Yes, bat was a good idea. If you're going to be in a bat cave, best to be a bat. But first we had to pass through our own natural bodies.

And oh, was that not fun.

You think it's grim being a mole in a bat cave? Try being a human. For one thing, the cave was less high than we'd thought. For another thing, we all passed through the same helpless stage where we had big, swollen human bodies with tiny little feet and arms.

"Ah, MAN!" Marco moaned. "Buried in bat -"

"Guano," Cassie said, supplying the word.

"Yeah, guano. That's what I was gonna say. Guano."

"Thisissoguh-ROSS!" I yelled.

My arms and legs reappeared and I had to stick my palms down in the stuff to raise up. The only good thing was that the awfulness of the grossness completely distracted me from the claustrophobia.

"What are you whining about, Rachel?" Tobias snapped grumpily. "Try having feathers in this stuff."
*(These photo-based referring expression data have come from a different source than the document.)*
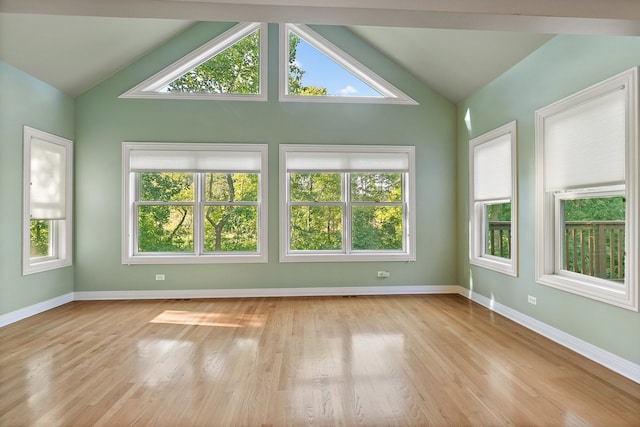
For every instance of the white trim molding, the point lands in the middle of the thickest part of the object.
(389, 94)
(266, 292)
(34, 309)
(151, 87)
(609, 360)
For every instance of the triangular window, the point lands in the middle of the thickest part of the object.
(312, 69)
(207, 72)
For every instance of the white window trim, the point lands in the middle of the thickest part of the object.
(129, 255)
(408, 252)
(622, 295)
(476, 207)
(390, 93)
(61, 230)
(149, 88)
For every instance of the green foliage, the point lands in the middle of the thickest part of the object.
(235, 70)
(165, 219)
(595, 209)
(315, 187)
(230, 228)
(498, 232)
(296, 73)
(315, 228)
(39, 235)
(376, 228)
(319, 227)
(376, 187)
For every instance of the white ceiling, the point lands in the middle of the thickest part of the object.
(455, 46)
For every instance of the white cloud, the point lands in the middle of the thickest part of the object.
(349, 90)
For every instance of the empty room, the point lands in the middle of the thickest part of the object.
(322, 213)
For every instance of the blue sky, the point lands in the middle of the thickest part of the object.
(321, 71)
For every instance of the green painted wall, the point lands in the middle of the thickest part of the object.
(25, 100)
(563, 66)
(104, 122)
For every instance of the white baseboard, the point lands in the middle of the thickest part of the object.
(34, 309)
(590, 351)
(266, 292)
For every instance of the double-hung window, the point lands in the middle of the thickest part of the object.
(587, 190)
(46, 240)
(346, 203)
(194, 203)
(493, 234)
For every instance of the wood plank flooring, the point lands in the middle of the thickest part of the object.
(436, 360)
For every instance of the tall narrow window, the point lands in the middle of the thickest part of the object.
(587, 192)
(493, 234)
(47, 201)
(346, 203)
(194, 203)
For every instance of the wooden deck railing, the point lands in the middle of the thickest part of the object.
(594, 248)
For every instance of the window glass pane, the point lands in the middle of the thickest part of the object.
(165, 229)
(231, 187)
(166, 187)
(377, 228)
(235, 70)
(315, 187)
(316, 228)
(593, 237)
(231, 229)
(498, 230)
(312, 73)
(376, 187)
(40, 232)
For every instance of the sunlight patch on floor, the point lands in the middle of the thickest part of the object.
(225, 320)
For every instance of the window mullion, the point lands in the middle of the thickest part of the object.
(346, 212)
(198, 214)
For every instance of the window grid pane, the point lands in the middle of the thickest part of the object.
(593, 237)
(315, 228)
(497, 236)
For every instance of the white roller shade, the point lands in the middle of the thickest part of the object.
(47, 192)
(142, 160)
(492, 169)
(321, 161)
(584, 146)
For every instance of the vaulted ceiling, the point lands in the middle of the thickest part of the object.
(455, 46)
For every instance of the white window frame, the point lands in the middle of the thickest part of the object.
(390, 93)
(61, 227)
(477, 206)
(150, 88)
(129, 203)
(548, 215)
(408, 252)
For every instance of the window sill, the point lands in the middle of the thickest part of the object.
(499, 265)
(192, 259)
(618, 294)
(340, 257)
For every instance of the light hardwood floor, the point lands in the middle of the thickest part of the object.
(346, 361)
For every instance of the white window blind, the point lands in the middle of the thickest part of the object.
(492, 169)
(218, 160)
(347, 161)
(47, 194)
(584, 146)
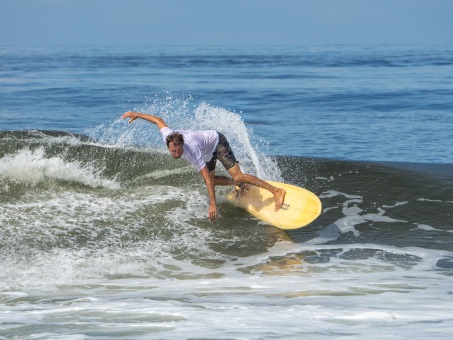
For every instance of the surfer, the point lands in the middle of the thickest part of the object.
(202, 149)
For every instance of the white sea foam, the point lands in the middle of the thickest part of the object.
(33, 166)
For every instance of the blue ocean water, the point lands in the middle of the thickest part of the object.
(104, 236)
(382, 103)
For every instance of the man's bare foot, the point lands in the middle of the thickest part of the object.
(241, 189)
(279, 198)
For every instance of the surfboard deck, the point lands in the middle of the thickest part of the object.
(300, 208)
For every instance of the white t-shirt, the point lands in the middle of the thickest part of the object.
(198, 145)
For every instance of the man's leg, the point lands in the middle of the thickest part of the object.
(240, 177)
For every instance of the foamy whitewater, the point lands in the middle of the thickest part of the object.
(105, 236)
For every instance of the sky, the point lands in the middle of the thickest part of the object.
(226, 22)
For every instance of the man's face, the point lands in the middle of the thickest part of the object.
(175, 150)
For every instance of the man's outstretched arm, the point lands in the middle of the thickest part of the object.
(150, 118)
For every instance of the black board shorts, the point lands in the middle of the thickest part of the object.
(223, 153)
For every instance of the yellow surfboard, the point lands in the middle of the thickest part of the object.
(300, 207)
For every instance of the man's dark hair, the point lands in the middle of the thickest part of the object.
(176, 138)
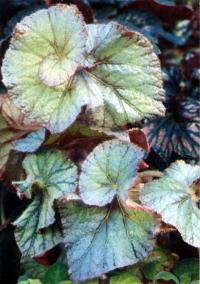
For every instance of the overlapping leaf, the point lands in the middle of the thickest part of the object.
(38, 76)
(12, 127)
(30, 241)
(109, 171)
(176, 197)
(31, 142)
(102, 239)
(111, 82)
(50, 175)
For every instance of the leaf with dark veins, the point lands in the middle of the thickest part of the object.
(99, 240)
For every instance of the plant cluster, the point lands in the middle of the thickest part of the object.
(99, 138)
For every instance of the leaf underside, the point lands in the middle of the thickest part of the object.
(174, 198)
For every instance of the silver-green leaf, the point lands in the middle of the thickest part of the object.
(176, 197)
(46, 50)
(30, 241)
(99, 240)
(123, 80)
(50, 175)
(108, 171)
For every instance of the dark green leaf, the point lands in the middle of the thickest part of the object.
(56, 273)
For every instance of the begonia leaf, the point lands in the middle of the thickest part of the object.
(109, 171)
(99, 240)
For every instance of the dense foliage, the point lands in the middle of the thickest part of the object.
(99, 141)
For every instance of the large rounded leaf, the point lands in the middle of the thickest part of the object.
(99, 240)
(46, 49)
(123, 78)
(50, 175)
(108, 171)
(176, 197)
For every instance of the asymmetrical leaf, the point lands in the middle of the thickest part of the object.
(176, 197)
(30, 241)
(108, 171)
(50, 175)
(123, 79)
(31, 142)
(46, 49)
(99, 240)
(11, 128)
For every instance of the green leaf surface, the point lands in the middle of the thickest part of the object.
(158, 260)
(30, 241)
(108, 171)
(176, 198)
(31, 142)
(125, 278)
(46, 49)
(167, 276)
(50, 175)
(99, 240)
(124, 83)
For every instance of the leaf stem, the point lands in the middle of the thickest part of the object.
(150, 173)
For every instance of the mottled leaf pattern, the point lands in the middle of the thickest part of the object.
(176, 198)
(108, 171)
(50, 175)
(178, 132)
(98, 240)
(30, 241)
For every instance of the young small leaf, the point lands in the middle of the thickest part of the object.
(108, 171)
(50, 175)
(176, 197)
(30, 241)
(99, 240)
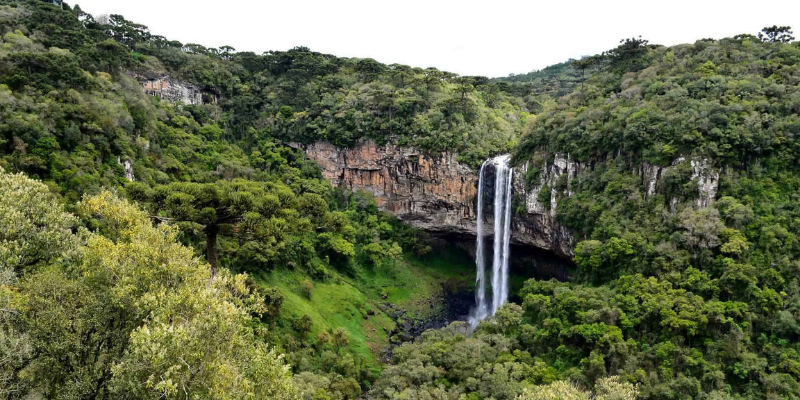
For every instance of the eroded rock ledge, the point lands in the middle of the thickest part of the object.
(436, 193)
(430, 191)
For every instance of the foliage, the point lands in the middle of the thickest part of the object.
(144, 307)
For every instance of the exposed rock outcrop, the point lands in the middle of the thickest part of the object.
(173, 90)
(703, 173)
(128, 165)
(538, 224)
(436, 193)
(433, 191)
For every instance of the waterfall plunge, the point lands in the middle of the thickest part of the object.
(502, 237)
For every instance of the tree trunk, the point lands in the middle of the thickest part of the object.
(212, 256)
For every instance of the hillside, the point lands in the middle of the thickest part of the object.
(165, 234)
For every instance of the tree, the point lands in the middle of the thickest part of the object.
(776, 34)
(137, 316)
(214, 205)
(36, 233)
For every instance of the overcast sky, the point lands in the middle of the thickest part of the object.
(491, 38)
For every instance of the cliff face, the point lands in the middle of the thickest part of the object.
(431, 191)
(436, 193)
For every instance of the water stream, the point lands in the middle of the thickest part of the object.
(503, 175)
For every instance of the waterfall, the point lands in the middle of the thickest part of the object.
(502, 238)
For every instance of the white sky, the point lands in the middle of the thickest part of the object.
(491, 38)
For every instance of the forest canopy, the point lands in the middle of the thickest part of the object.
(156, 249)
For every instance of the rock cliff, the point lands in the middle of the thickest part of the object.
(430, 191)
(436, 193)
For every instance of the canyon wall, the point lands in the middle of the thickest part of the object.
(436, 193)
(430, 191)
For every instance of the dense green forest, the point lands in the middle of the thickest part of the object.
(229, 269)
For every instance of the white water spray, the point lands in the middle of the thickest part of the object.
(502, 238)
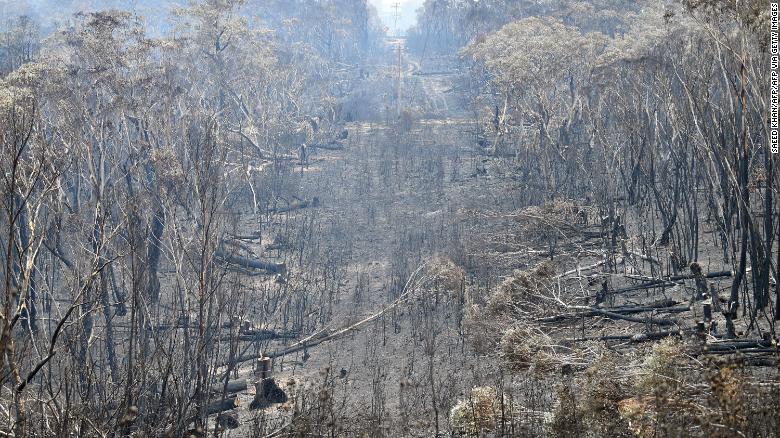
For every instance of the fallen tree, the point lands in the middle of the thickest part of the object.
(247, 263)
I raised myself up. I stood up. I raised my head. And that's when I made the discovery about the cave not being as high as we'd thought.
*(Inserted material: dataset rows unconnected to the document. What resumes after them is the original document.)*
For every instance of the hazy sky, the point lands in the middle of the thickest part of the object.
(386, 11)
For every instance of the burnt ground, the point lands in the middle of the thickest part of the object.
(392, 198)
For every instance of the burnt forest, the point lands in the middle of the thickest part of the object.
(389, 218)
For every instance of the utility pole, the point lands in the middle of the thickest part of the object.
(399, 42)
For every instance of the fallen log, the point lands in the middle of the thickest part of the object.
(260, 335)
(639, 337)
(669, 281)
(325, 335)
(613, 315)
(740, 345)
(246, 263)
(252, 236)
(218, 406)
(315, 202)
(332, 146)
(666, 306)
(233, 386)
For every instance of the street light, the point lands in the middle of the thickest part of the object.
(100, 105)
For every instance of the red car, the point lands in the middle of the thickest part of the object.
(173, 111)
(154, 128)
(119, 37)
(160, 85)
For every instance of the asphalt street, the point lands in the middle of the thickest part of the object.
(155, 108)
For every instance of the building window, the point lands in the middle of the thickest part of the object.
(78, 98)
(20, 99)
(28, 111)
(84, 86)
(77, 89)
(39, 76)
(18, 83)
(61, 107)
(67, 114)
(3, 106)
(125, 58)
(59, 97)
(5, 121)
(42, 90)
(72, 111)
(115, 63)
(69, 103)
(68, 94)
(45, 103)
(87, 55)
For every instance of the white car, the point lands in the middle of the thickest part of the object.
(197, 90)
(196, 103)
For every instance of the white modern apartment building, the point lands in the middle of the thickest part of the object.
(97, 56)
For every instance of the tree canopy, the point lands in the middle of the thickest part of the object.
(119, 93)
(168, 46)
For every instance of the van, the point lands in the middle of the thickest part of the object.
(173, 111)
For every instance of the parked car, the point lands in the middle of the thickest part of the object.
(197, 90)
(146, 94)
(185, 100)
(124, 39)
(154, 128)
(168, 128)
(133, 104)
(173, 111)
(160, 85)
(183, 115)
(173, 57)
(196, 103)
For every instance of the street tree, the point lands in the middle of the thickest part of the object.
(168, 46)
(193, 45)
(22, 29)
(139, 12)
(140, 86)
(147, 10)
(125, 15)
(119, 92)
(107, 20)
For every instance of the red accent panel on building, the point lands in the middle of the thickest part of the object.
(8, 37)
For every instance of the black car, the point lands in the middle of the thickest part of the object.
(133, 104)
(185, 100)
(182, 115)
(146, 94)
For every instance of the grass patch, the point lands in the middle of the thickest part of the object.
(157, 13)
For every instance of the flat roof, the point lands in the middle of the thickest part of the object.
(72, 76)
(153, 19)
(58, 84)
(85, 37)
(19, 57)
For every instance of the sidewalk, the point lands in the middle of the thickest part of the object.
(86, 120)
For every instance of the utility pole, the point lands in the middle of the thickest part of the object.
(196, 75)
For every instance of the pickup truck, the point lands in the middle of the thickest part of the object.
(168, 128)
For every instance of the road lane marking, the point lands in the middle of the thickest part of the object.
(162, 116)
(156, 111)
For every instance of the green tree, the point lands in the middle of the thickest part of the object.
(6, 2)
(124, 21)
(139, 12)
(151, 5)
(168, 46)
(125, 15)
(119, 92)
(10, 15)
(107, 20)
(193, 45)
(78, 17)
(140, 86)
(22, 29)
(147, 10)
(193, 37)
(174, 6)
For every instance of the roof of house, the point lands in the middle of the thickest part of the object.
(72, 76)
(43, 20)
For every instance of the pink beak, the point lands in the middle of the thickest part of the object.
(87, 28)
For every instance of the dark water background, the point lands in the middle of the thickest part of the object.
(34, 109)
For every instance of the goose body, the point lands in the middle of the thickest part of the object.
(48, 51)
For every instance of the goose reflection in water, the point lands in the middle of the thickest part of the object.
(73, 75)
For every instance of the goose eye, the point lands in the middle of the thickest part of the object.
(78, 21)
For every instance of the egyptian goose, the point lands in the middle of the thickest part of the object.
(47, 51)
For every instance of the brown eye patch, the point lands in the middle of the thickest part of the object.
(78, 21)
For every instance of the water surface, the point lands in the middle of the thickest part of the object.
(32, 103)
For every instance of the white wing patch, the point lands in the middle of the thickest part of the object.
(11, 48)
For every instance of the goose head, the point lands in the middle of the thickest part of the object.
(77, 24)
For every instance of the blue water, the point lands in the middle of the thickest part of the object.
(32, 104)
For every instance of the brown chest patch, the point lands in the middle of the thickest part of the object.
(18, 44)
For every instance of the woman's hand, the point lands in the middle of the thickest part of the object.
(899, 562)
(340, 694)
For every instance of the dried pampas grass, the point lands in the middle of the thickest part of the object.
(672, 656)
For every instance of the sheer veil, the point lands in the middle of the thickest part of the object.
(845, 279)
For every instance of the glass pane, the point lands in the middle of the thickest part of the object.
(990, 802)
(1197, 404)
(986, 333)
You see, my head was entirely surrounded by soft, warm, fuzzy bats.

There was really only one thing to do.

"Marco," I said. "Be sure and stretch out. Up on your tiptoes now."
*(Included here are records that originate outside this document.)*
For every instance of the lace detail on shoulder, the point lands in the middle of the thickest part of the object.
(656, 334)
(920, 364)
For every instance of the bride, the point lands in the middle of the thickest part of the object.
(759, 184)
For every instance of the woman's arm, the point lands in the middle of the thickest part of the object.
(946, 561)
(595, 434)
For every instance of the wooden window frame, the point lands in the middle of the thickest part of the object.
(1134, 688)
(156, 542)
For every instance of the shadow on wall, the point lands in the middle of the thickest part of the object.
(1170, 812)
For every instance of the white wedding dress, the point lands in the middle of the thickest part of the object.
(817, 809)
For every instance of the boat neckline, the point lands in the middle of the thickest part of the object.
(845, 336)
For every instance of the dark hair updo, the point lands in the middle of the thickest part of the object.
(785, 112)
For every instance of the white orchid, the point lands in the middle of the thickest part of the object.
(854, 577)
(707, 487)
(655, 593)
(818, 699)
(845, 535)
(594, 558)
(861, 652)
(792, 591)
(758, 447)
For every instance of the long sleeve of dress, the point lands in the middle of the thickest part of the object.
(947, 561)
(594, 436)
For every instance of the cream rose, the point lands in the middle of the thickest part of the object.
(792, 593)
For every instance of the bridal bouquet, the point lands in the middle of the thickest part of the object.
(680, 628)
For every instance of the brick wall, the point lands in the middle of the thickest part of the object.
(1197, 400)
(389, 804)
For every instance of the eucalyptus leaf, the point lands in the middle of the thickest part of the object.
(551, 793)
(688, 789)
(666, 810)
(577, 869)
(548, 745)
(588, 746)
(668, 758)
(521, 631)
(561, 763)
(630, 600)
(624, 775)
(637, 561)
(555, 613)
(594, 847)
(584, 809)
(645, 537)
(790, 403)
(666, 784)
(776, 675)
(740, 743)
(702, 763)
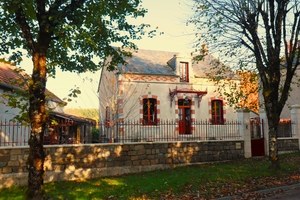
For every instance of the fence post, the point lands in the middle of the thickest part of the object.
(244, 119)
(264, 128)
(295, 120)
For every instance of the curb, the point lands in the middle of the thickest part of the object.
(264, 191)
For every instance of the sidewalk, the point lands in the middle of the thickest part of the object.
(290, 192)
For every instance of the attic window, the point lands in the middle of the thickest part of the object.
(184, 71)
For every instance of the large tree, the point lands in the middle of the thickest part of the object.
(259, 32)
(67, 34)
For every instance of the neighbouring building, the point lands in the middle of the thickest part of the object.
(155, 86)
(62, 128)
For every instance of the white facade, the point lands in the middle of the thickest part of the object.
(158, 77)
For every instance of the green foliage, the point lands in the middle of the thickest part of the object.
(204, 181)
(78, 31)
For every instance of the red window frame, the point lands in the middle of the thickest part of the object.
(149, 111)
(184, 71)
(217, 112)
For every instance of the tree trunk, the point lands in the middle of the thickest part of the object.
(37, 115)
(273, 147)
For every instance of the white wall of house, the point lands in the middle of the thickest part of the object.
(294, 97)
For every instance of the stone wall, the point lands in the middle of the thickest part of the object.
(288, 144)
(73, 162)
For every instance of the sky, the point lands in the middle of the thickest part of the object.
(168, 16)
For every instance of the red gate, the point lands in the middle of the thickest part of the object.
(257, 137)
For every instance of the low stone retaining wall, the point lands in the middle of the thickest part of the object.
(73, 162)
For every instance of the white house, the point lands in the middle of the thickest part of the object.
(155, 86)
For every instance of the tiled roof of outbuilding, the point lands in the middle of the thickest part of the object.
(148, 62)
(13, 78)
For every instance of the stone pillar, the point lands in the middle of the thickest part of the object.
(295, 118)
(244, 119)
(264, 128)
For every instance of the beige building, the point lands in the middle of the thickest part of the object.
(62, 128)
(155, 86)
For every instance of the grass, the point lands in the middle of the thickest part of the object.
(204, 180)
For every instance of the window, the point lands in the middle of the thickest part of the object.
(217, 112)
(184, 71)
(149, 112)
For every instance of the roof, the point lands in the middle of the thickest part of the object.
(12, 77)
(72, 117)
(148, 62)
(152, 62)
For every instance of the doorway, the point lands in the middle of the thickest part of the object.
(184, 116)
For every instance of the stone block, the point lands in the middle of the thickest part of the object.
(15, 152)
(6, 170)
(3, 164)
(132, 153)
(13, 163)
(145, 162)
(4, 158)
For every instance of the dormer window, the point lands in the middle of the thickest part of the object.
(184, 71)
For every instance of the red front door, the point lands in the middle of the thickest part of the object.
(184, 116)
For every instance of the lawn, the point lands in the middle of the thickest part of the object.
(201, 181)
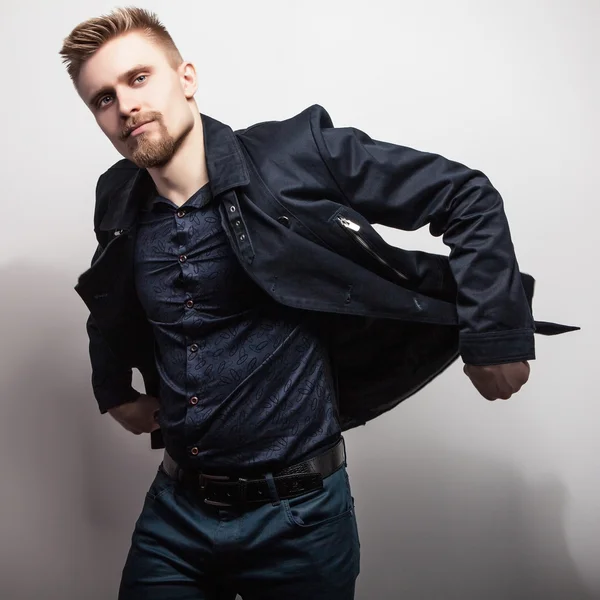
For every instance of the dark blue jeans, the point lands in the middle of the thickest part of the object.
(296, 549)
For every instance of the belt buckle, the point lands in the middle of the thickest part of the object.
(204, 477)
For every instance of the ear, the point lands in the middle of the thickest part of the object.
(188, 79)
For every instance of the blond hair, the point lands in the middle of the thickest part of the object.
(89, 36)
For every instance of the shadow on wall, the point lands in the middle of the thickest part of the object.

"Aaaahhhh!" he yelped. "Oh, really funny, Rachel. That was so mature!"

"What, I should suffer and you shouldn't, just because you're short?"

And then, weird as it seems, we all burst out giggling. Thirty feet underground in a bat cave so dark you might as well be blind, lost, scared, and smeared with bat guano, we got the giggles.

Here. Have a bat," I said. I held one for Tobias. I wasn't afraid of bats. I'd been one.

"Thanks."

"Watch out, he'll eat it," Marco said.

"You know," Jake said in a conversational tone as we waited for Tobias to acquire the bat, "from the point where Edelman said 'maple and ginger oatmeal,' I should have known this was going to end stupidly."

"Instant maple and ginger oatmeal," Cassie said.

"Battles that involve oatmeal are just never going to end up being historic, you know?" Jake went on. "Gettysburg? No major oatmeal involve-ment. The Battle of Midway? Neither side used oatmeal. Desert Storm?

No oatmeal."

"Excuse me, but what is oatmeal?" Ax asked.

"It's a kind of food," Cassie explained.

"Is it tasty?"

"You can think about food here? Here?" Marco said. "In bat-poop land?"